Night sweats, fever, enlarged lymph nodes, or a long-lasting cough are symptoms that should be looked into together with weight loss.

Stomach pain, blood in stool, black stool, long-lasting diarrhoea, poor appetite, or trouble swallowing can point the investigation toward the digestive tract. Palpitations, tremor, sweating, and weight loss can fit thyroid overactivity.

What to note before an assessment#

Weigh yourself at the same time of day several times a week.
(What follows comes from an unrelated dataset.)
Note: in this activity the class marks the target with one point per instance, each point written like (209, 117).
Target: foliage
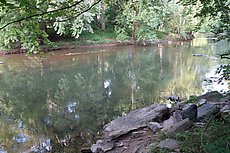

Note appetite, meal rhythm, stomach symptoms, swallowing, fever, night sweats, stamina, palpitations, mood, sleep, and any new symptoms.

Also note any recent change in daily life, such as a diet change, more exercise, bereavement, work strain, or illness. Those details help separate a temporary life change from a situation that needs broader checking.

When to seek care#

Seek care if weight drops unintentionally by more than five percent over a few months, if the loss continues, or if there is no clear explanation. Review is also important if you have fever, night sweats, marked tiredness, poor appetite, trouble swallowing, stomach pain, blood in stool, black stool, palpitations, or a lump in the neck.

Seek care easily if the person is older, if daily function is dropping, or if eating has become clearly too little because of mouth or swallowing problems.